Representantes da WWF França visitam Sorriso e se surpreendem com o projeto Gente que Produz e Preserva

Propriedades rurais certificadas, vitrine agroecológica, unidade demonstrativa do projeto Balde Cheio, foram apenas alguns locais visitados por representantes da WWF França que estiveram em Sorriso para ver de perto o trabalho que está sendo desenvolvido pelo Projeto Gente que Produz e Preserva, do Clube Amigos da Terra (CAT Sorriso).

Conhecer a realidade da agricultura familiar e também de grande escala na Capital Nacional do Agronegócio deixou Arnaud Gauffier, responsável por projetos de agricultura da WWF França, impressionado. “Os produtores fizeram um bom trabalho e estão de parabéns. Temos muito orgulho de fazer parte desse processo e sabemos que ainda podemos melhorar. O projeto recuperou áreas degradadas e agregou valor à produção com a certificação RTRS”, disse Gauffier.

A WWF França assim como a WWF Brasil são parceiros do CAT no projeto Gente que Produz e Preserva. Tudo começou com uma conversa informal com uma empresa de laticínios francesa, que atua em nível mundial, a Bel. O grupo identificou o potencial produtivo de Sorriso e junto com o CAT apostou na produção sustentável. Hoje temos nove propriedades certificadas no padrão internacional RTRS, que comprova que o agricultor produz, mas também se preocupa com o meio ambiente.
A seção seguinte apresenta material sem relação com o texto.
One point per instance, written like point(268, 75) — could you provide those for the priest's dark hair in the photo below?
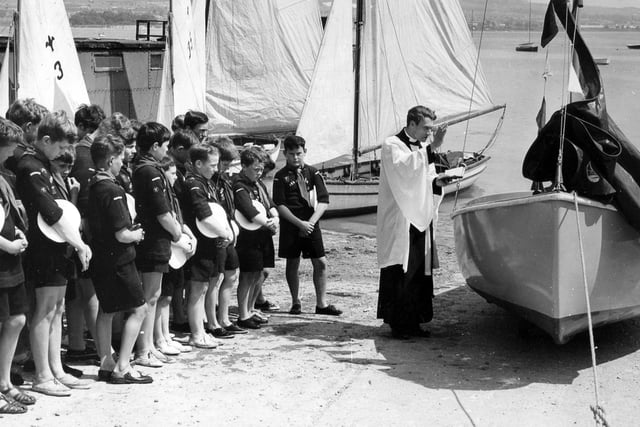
point(419, 112)
point(194, 118)
point(105, 146)
point(293, 142)
point(150, 133)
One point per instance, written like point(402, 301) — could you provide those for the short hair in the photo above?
point(67, 156)
point(167, 163)
point(89, 116)
point(183, 138)
point(194, 118)
point(57, 126)
point(419, 112)
point(150, 133)
point(23, 111)
point(10, 133)
point(226, 147)
point(118, 124)
point(177, 123)
point(105, 146)
point(293, 142)
point(250, 155)
point(201, 152)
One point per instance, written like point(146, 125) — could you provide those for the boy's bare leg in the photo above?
point(9, 332)
point(291, 273)
point(151, 284)
point(320, 280)
point(211, 301)
point(41, 324)
point(195, 308)
point(129, 334)
point(224, 299)
point(103, 340)
point(245, 287)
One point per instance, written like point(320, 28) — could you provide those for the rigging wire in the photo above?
point(473, 89)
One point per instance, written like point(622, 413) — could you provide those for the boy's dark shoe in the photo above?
point(235, 329)
point(248, 324)
point(296, 309)
point(266, 306)
point(330, 310)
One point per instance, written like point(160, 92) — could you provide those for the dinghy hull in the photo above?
point(522, 252)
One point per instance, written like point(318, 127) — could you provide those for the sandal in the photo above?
point(19, 396)
point(11, 407)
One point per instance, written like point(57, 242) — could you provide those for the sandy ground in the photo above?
point(475, 370)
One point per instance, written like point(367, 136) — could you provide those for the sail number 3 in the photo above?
point(56, 65)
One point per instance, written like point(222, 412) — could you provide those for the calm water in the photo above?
point(515, 78)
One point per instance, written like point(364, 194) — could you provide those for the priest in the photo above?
point(407, 204)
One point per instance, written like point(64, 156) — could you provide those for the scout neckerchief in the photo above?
point(10, 202)
point(148, 160)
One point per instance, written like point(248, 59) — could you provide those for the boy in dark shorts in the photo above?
point(155, 206)
point(113, 268)
point(13, 297)
point(206, 265)
point(300, 229)
point(48, 265)
point(224, 191)
point(255, 248)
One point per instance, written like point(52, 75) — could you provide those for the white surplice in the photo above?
point(405, 198)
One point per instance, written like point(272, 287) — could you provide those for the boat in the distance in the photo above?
point(348, 115)
point(551, 254)
point(529, 46)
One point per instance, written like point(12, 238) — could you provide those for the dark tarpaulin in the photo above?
point(599, 161)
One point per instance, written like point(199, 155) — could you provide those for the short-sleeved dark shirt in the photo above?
point(286, 191)
point(154, 197)
point(38, 192)
point(107, 213)
point(83, 170)
point(11, 273)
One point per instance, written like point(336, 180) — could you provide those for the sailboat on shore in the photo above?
point(563, 261)
point(357, 99)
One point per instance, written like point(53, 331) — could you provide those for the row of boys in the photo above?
point(126, 261)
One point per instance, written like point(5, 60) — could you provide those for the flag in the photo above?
point(49, 66)
point(550, 28)
point(541, 117)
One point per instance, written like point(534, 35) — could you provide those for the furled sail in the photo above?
point(416, 52)
point(260, 57)
point(182, 81)
point(327, 118)
point(48, 66)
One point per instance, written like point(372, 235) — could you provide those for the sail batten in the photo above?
point(260, 59)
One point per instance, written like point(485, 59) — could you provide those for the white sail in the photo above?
point(260, 58)
point(182, 82)
point(416, 52)
point(4, 81)
point(327, 118)
point(48, 66)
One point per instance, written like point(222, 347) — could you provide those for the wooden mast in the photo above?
point(356, 98)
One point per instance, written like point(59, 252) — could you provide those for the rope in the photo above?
point(598, 411)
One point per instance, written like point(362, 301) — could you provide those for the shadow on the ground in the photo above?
point(474, 345)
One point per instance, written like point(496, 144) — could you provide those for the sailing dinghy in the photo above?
point(347, 114)
point(539, 254)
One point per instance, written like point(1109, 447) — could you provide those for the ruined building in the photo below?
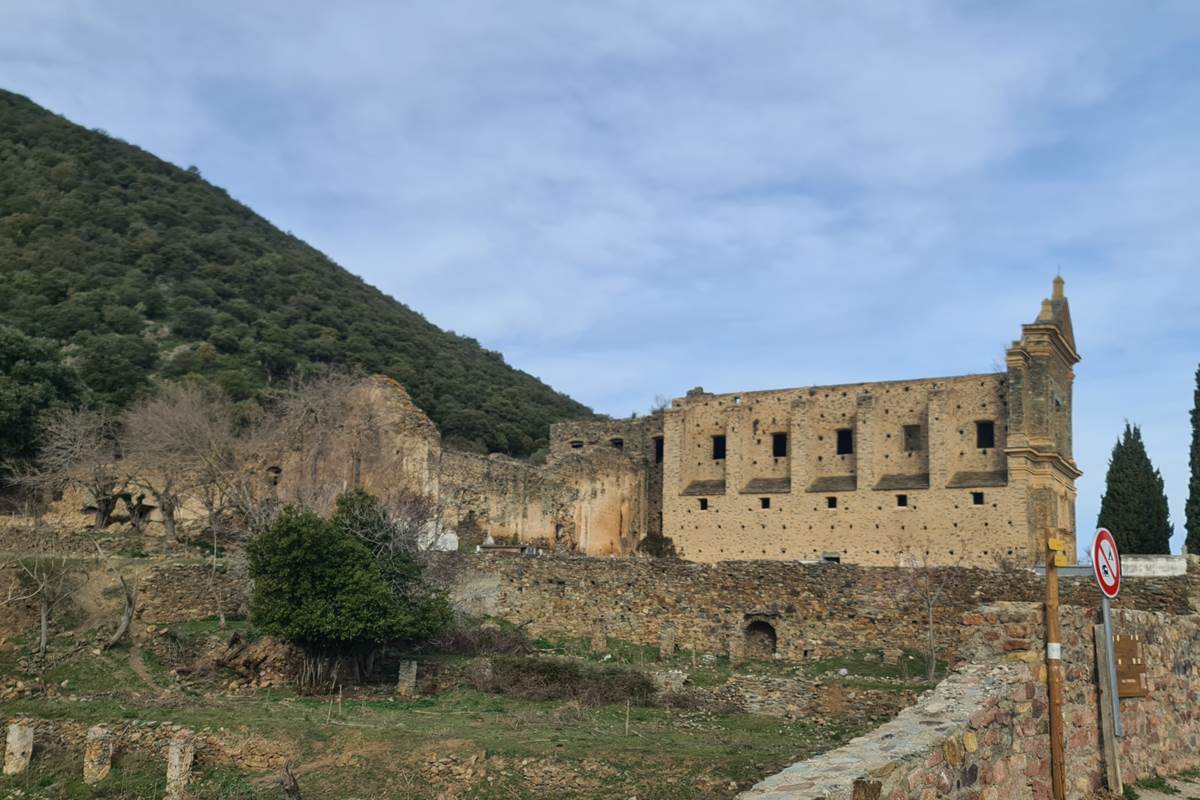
point(969, 469)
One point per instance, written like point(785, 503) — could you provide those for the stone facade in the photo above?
point(813, 611)
point(949, 470)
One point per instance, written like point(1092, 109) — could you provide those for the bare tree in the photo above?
point(81, 450)
point(160, 441)
point(47, 577)
point(925, 584)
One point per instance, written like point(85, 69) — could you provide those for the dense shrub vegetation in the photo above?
point(136, 271)
point(321, 588)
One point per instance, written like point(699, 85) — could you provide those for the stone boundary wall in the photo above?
point(983, 734)
point(816, 609)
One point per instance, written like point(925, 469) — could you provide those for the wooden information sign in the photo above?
point(1131, 667)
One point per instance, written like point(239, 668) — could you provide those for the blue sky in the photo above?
point(630, 199)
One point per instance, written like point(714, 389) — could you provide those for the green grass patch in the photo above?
point(1157, 783)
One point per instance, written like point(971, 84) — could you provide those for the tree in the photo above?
point(79, 449)
point(1192, 511)
point(47, 577)
point(178, 440)
point(33, 379)
point(923, 583)
point(321, 589)
point(1134, 505)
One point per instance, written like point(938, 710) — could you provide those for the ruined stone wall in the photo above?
point(983, 734)
point(816, 609)
point(507, 499)
point(627, 455)
point(940, 499)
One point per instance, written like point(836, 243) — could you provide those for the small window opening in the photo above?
point(718, 447)
point(912, 438)
point(760, 639)
point(985, 434)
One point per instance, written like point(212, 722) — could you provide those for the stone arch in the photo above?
point(761, 639)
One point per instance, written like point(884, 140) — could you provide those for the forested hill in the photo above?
point(136, 271)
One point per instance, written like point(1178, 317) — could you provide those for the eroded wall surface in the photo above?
point(984, 733)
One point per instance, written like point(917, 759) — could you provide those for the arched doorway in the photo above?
point(761, 639)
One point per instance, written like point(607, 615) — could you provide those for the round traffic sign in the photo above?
point(1107, 563)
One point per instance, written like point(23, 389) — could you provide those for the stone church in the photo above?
point(966, 469)
point(969, 469)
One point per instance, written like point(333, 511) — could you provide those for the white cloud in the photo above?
point(634, 198)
O coordenador do programa de agricultura e Meio Ambiente da WWF Brasil, Edegar de Oliveira Rosa acompanhou a visita e ressaltou a importância da parceria da ONG com o CAT. “Eles conheciam O Gente que Produz e Preserva na teoria e agora vieram conhecer e ter um pouco mais visão da agropecuária brasileira e comemorar o sucesso do projeto”, concluiu o coordenador da WWF Brasil.

Pela segunda vez no Brasil, Benjamin de Pancheville, responsável relações coorporativas da WWF França, até já arrisca uma conversa em português. “Estou muito feliz em conhecer algumas pessoas que fizeram o projeto existir. O desafio é aumentar a produção e preservar ainda mais a natureza”, afirmou.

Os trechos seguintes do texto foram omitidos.